If you live in the Greens, there is one there as well. 
However, I don't know if Organic foods are worth it here as I was informed that UAE laws don't allow foods and meats to be injected with chemicals or hormones, but again, I was 'told.'


----------



## Lita_Rulez (Nov 4, 2010)

indoMLA said:


> If you live in the Greens, there is one there as well.
> However, I don't know if Organic foods are worth it here as I was informed that UAE laws don't allow foods and meats to be injected with chemicals or hormones, but again, I was 'told.'


Organic is not only chemicals or hormones.

For instance, this week end, I wanted to buy biscuits for my baby daughter. There were 5 different kinds of specific baby food, and 1 organic. All 5 non organic brands were composed of "cereals, palm oil, sugar" as the 3 main ingredients.

Only the "organic" one contained ingredients I'd want to feed my baby (ie, not the healthiest fat, and no added sugar as the third main component !). Granted, they were 3 times the price of the regular brands. But then again, I don't intend her to get fat on the stuff, just to have one a day around 10 AM if she's hungry...


----------



## ALLAITH (May 19, 2011)

hi
as every one note: all most the mega super markets and carfoors has organic food
also and spicealy in union Coop. this you could find in all the areas in dubai and you could cheak them sit on internet
but i belive you will not find all kind of food, you will find some thing and you will miss some
regards


----------



## VADXB (Jun 4, 2009)

TXTeacher said:


> Is organic food easily found in Dubai?


We buy organic most of the time and the choices, though not as good as what you would get back home, are not very bad. Organic super market in Greens and Dubai mall is a good place to start with and you get 20% discount on 3rd Saturday of every month. With the discount, sometimes the prices are even cheaper than Carrefour!

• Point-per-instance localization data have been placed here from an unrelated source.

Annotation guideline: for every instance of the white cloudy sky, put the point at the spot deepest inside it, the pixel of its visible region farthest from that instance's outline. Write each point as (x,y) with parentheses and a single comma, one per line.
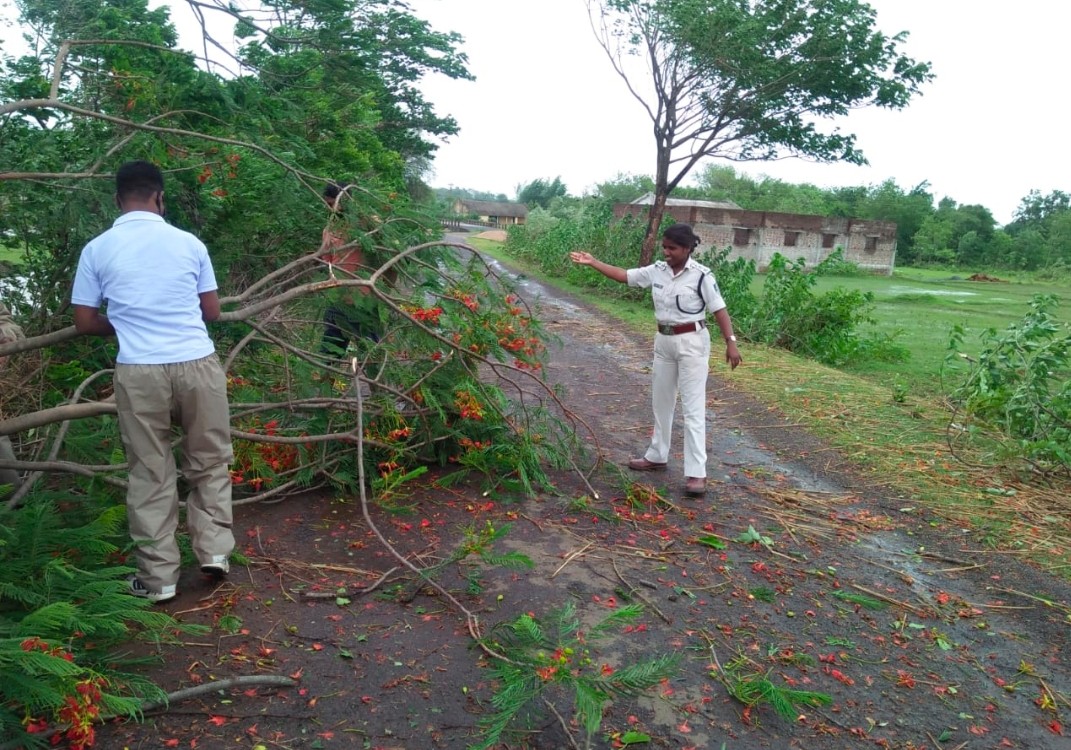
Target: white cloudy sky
(546,103)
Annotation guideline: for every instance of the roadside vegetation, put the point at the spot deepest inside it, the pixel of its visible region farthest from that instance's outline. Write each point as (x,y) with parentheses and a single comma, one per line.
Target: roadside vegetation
(959,408)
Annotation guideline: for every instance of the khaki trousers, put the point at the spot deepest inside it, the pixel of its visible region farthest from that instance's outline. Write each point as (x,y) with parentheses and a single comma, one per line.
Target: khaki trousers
(681,363)
(151,399)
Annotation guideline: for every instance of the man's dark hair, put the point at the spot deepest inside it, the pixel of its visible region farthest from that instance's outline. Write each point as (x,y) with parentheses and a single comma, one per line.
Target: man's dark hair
(138,180)
(682,236)
(333,189)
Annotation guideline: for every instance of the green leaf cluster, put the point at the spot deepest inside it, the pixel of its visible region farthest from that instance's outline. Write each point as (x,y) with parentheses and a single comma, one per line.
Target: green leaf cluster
(65,615)
(539,657)
(1016,393)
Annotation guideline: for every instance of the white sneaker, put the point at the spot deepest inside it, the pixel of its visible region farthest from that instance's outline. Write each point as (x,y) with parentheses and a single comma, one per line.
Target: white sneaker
(139,589)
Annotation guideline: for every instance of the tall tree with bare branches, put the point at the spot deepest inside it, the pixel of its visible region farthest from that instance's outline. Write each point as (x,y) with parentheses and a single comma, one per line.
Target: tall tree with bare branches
(751,79)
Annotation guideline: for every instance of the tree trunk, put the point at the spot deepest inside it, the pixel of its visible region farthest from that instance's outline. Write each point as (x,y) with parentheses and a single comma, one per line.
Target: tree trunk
(653,223)
(659,206)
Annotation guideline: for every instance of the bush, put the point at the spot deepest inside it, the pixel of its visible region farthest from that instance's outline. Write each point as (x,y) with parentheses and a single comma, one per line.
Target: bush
(1020,388)
(789,314)
(64,616)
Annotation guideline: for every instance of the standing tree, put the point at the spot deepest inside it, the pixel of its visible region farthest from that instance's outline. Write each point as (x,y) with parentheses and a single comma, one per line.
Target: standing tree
(748,79)
(541,192)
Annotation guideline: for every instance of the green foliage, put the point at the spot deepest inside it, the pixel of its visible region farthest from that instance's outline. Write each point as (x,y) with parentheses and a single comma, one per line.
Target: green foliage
(65,617)
(1019,388)
(790,315)
(547,244)
(541,192)
(538,658)
(752,80)
(755,688)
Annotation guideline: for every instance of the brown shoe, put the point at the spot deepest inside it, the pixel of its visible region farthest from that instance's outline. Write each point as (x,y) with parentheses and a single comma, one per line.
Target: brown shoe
(645,465)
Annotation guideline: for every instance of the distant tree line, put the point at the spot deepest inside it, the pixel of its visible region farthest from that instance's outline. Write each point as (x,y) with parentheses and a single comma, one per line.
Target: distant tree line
(941,233)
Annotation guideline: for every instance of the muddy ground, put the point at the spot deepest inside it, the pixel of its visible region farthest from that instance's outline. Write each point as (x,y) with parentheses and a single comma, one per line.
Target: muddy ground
(920,638)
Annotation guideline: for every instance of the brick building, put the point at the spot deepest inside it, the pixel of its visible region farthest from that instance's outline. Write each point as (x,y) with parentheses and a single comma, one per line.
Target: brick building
(758,235)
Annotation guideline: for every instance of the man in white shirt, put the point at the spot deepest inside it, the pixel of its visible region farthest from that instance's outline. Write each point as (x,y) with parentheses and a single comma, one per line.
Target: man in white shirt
(160,288)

Geant and waitrose do some organic section though the choices are rather limited.


----------



## Sunset (Jan 24, 2011)

Bumble Box - providing locally produced "organic" food. (I put organic in quotes because I don't know what standards they use to enable them to call the fruits and vegetables organic.)

The aim is to provide *tasty, fresh, organic and LOCAL* fruit and vegetables at affordable prices.

Bumble Box Market is at the Dubai Garden Centre every Saturday from 9:30am – 1pm where you can meet and chat with the team. There will also be a number of other local food businesses who they deal with and will sell their tasty treats! For families there is a wonderful children’s play area, delicious food and the best coffee in Dubai.

Haven't been there, as I keep forgetting about it!!! They will be closed in August, but when they reopen they will be doing delivery of family boxes. Do a search and you can find out more about them (as I don't think I can post their link.)


----------



## Bigjimbo (Oct 28, 2010)

VADXB said:


> We buy organic most of the time and the choices, though not as good as what you would get back home, are not very bad. Organic super market in Greens and Dubai mall is a good place to start with and you get 20% discount on 3rd Saturday of every month. With the discount, sometimes the prices are even cheaper than Carrefour!
> 
> Geant and waitrose do some organic section though the choices are rather limited.


Tell me more about this discount? What do you need to do to qualify?


----------